More robust databases

konsou · September 28, 2021, 6:59pm

Database corruption seems to be very common:

Clearly the current implementation is not too robust. Crash (or possibly even a reboot) can corrupt the databases and bring down a node, requiring manual repair.

I would suggest investing time and effort on making the database architecture more robust. This would both lessen the support burden here on forums and keep more nodes online.

littleskunk · September 28, 2021, 8:21pm

Which database architecture do you have in mind? I am not aware of any database architecture that would survie data corruption.

Have we ruled out that the operators configured their system wrong?

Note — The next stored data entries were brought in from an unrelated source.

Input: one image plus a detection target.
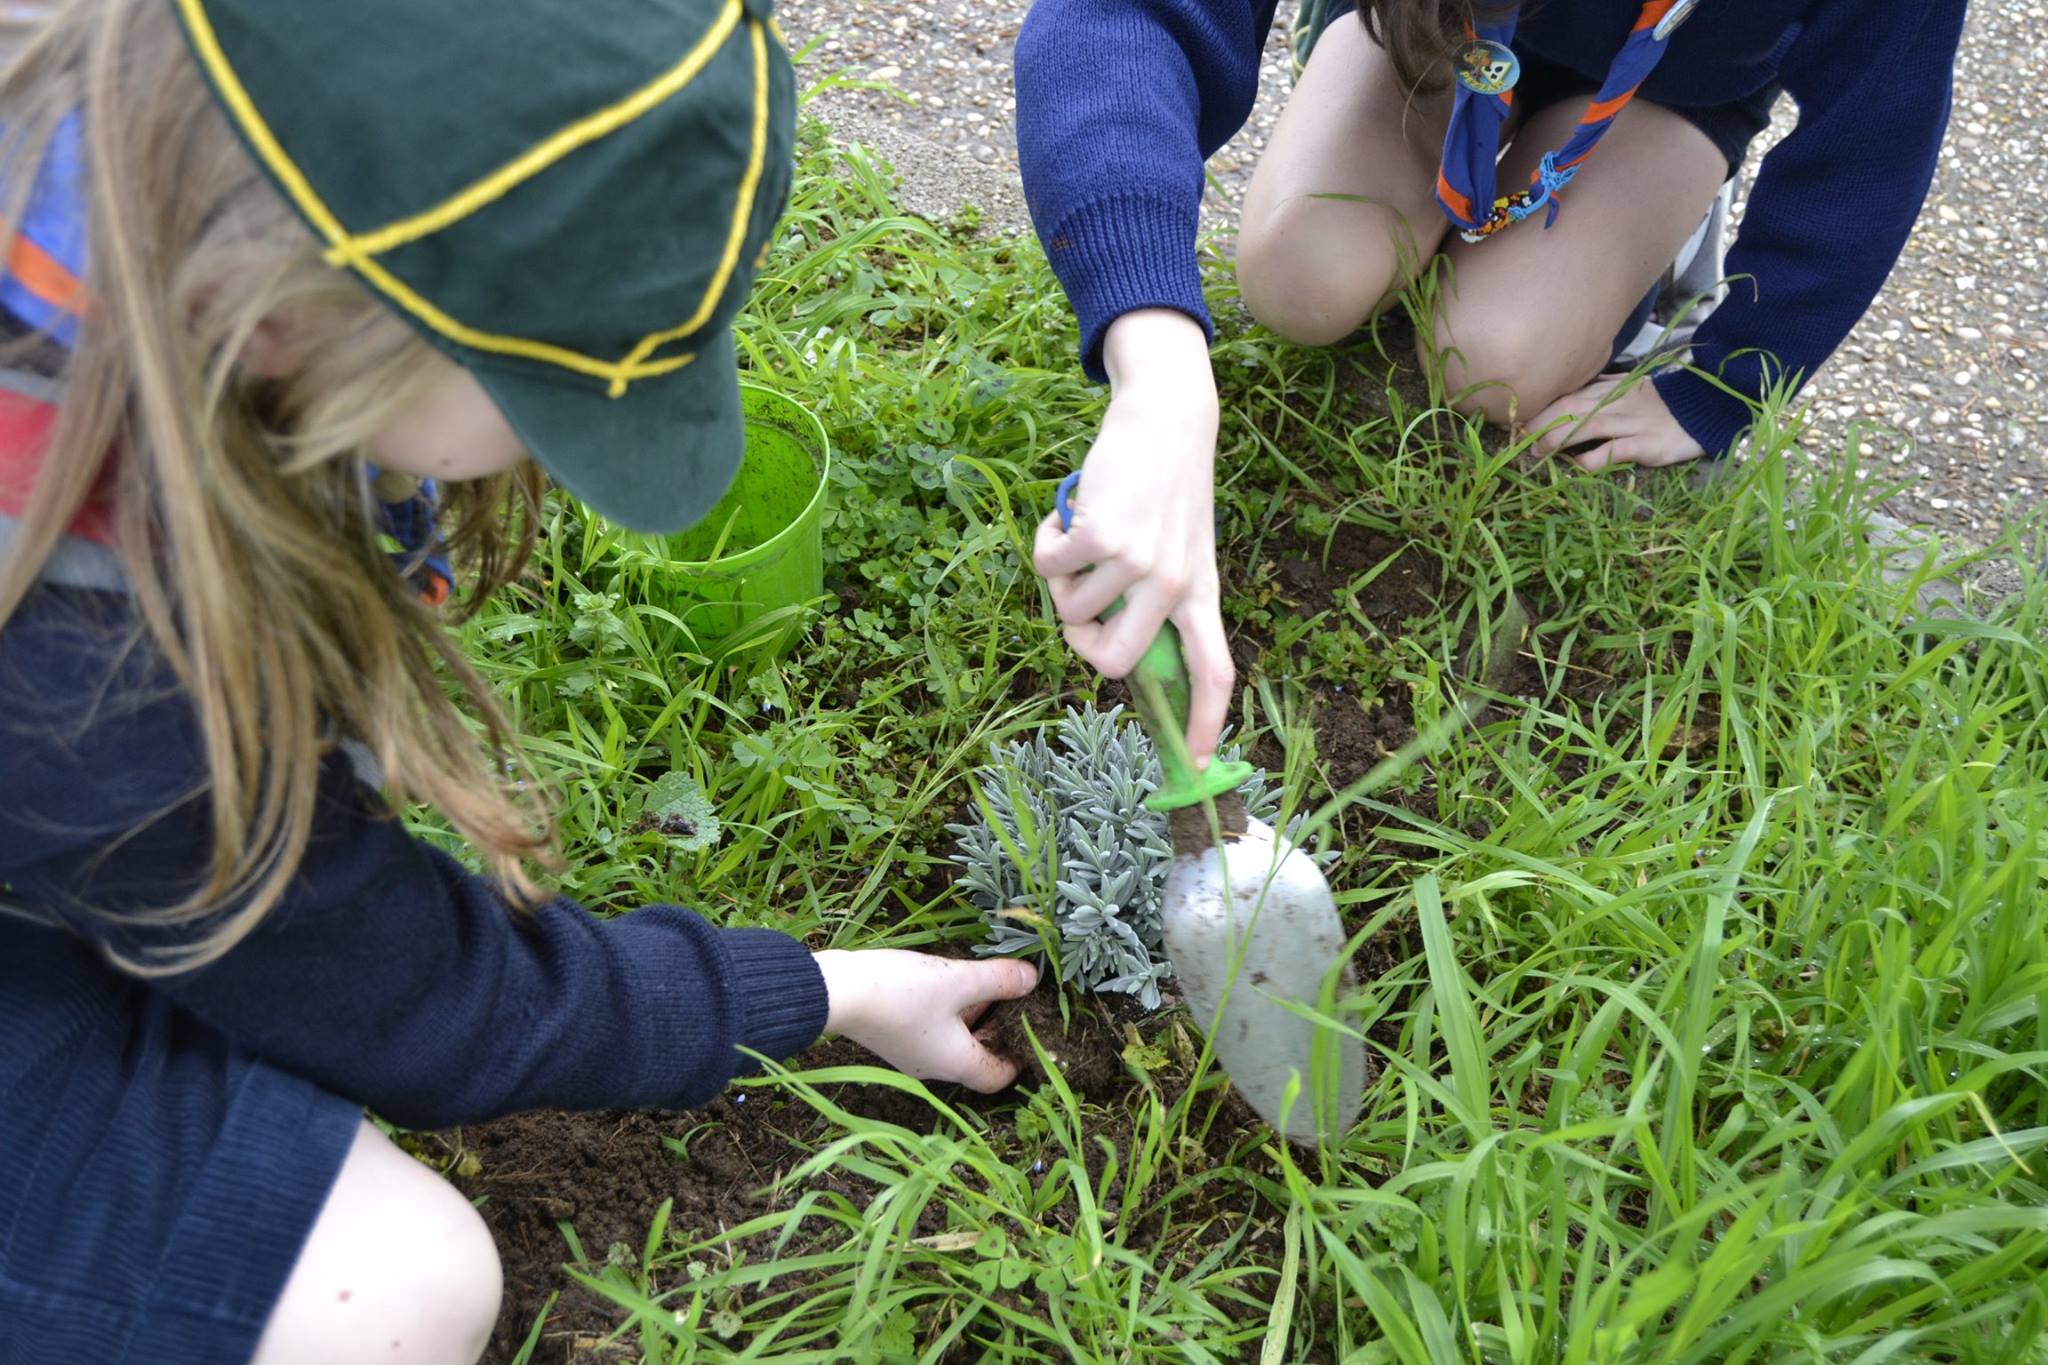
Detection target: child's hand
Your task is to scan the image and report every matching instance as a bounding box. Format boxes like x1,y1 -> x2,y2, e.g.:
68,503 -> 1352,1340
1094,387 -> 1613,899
1032,309 -> 1234,768
1530,375 -> 1707,471
814,949 -> 1040,1093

I would recommend a file system with journaling and disable hard drive write cache. That way the database doesn’t get corrupted in the first place.

Toyoo · September 28, 2021, 8:23pm

Yeah, I agree. Node operators who cannot provide even a basic level of storage-level reliability should be wed out from the network.

More data for us, the people who are capable of using the forum search tool.

konsou · September 28, 2021, 9:23pm

I’m no database expert so I unfortunately don’t have an answer for that. All I know is that database corruption seems to be a very recurring problem. I’ve had it on my nodes at least twice.

If those are the recommendations they should be in the node setup docs. I just skimmed it all and didn’t find any mention about journaling (well, I guess basically every modern filesystem does that) or disabling hard drive write cache.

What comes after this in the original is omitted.